Verfasst von: Eva | 24/07/2009

Spiegelneuronen

Manche wissenschaftliche Erkenntnisse empfinde ich einfach als faszinierend. Besonders solche, die Dinge belegen, die zwar offensichtlich, aber dennoch bislang unerklärlich waren.

Ein Beispiel dafür ist die Entdeckung der sogenannten Spiegelneuronen (die auch als Simulations- oder Empathieneuronen bezeichnet werden). Sie wurden bei Affen im Tierversuch entdeckt. Es gibt im Gehirn Nervenzellen, die – während der Mensch einen Vorgang betrachtet, den er gar nicht selbst ausführt – dasselbe im eigenen Gehirn auslösen als hätte er den Vorgang selbst ausgeführt. Und das betrifft nicht nur Vorgänge, die dieser Mensch beobachtet, sondern auch Gefühle anderer.

Die körperliche Entsprechung von Mitgefühl? Es ist längst belegt, dass seelische Vorgänge auch mit körperlichen verbunden sind. Der amerikanische Arzt und Psychotherapeut Alexander Lowen begründete in den 50er-Jahren die bioenergetische Analyse. Dabei handelt sich um eine Körperpsychotherapie. Lowen erkannte, dass alles, was wir erleben, nicht nur gedanklich-seelisch gespeichert wird, sondern auch körperlich. Muskuläre Verspannungen, Körperhaltung und Atmungsmuster resultieren seinen Erkenntnissen nach vorwiegend aus kindlichen Prägungen.

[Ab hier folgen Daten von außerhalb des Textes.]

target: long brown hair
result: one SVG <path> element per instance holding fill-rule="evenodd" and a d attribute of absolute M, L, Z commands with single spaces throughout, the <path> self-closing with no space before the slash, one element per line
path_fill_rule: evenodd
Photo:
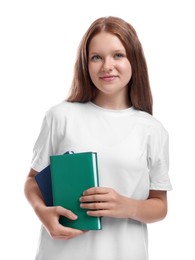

Nicht nur die Seele wird davon geformt, sondern auch der Körper. Bioenergie – Lebensenergie – die nicht frei fließen kann, schlägt sich in körperlichen Blockierungen nieder. Werden diese Blockaden aufgelöst und kann die Energie wieder ungehindert fließen, verschwinden mit den seelischen auch die körperlichen Beeinträchtigungen. Dass eine bestimmte Art von Neuronen im Gehirn aber auch aktiv wird, wenn ein anderer Mensch etwas tut oder fühlt, wurde erst ca. 40 Jahre später entdeckt.

Die meisten Menschen spüren diese Reaktion als „Resonanz“. Wie die Forschungen ergaben, kann jedoch nur das in uns Resonanz erzeugen, das auch in uns angelegt ist. In Tests wurde nachgewiesen, dass Versuchspersonen nur mit bestimmten Gehirnaktivitäten auf das Bellen eines Hundes reagieren und nicht mit allen, die zum Beispiel auf Beißen reagieren. Beißen ist im menschlichen Repertoire angelegt, Bellen nicht (höchstens als Nachahmung) und kann daher nicht vollständig „nach- bzw. mitgefühlt“ werden.

Bei Autisten wurde eine stark verminderte Aktivität bestimmter Spiegelneuronen festgestellt. Ein Autist ist zwar intellektuell nicht beeinträchtigt, verfügt aber nur über äußerst geringe empathische Fähigkeiten. Er kann motorische Handlungen nachahmen und über eine hohe rationale Intelligenz verfügen, reagiert jedoch wenig auf Gefühle, weil diese in ihm auf zu wenig Resonanz treffen. Das bedeutet aber umgekehrt auch, dass Menschen, die über sehr starke Aktivitäten in den für Gefühle zuständigen Gehirnarealen verfügen, auch deutlich stärker und intensiver auf Gefühle anderer reagieren. Besonders hohe Einfühlsamkeit und das „Spüren“ von leisen Zwischentönen hat somit auch eine körperliche Entsprechung in unserem Gehirn.

Babys „trainieren“ von Anfang an mithilfe ihrer Bezugspersonen bestimmte Gehirnaktivitäten. Werden sie zu wenig beachtet und erleben emotionale Zuwendung nur im geringen Maß, weisen auch später ihre Gefühls-Spiegelneuronen eine geringere Aktivität auf. Dies muss aber nicht bedeuten, dass es lebenslang so bleibt, da man auch „nachlernen“ kann. Wird zum Beispiel in einer einfühlsamen Psychotherapie beständig Zuwendung erlebt und gespiegelt, erhöht sich auch die Aktivität dieser Neuronen.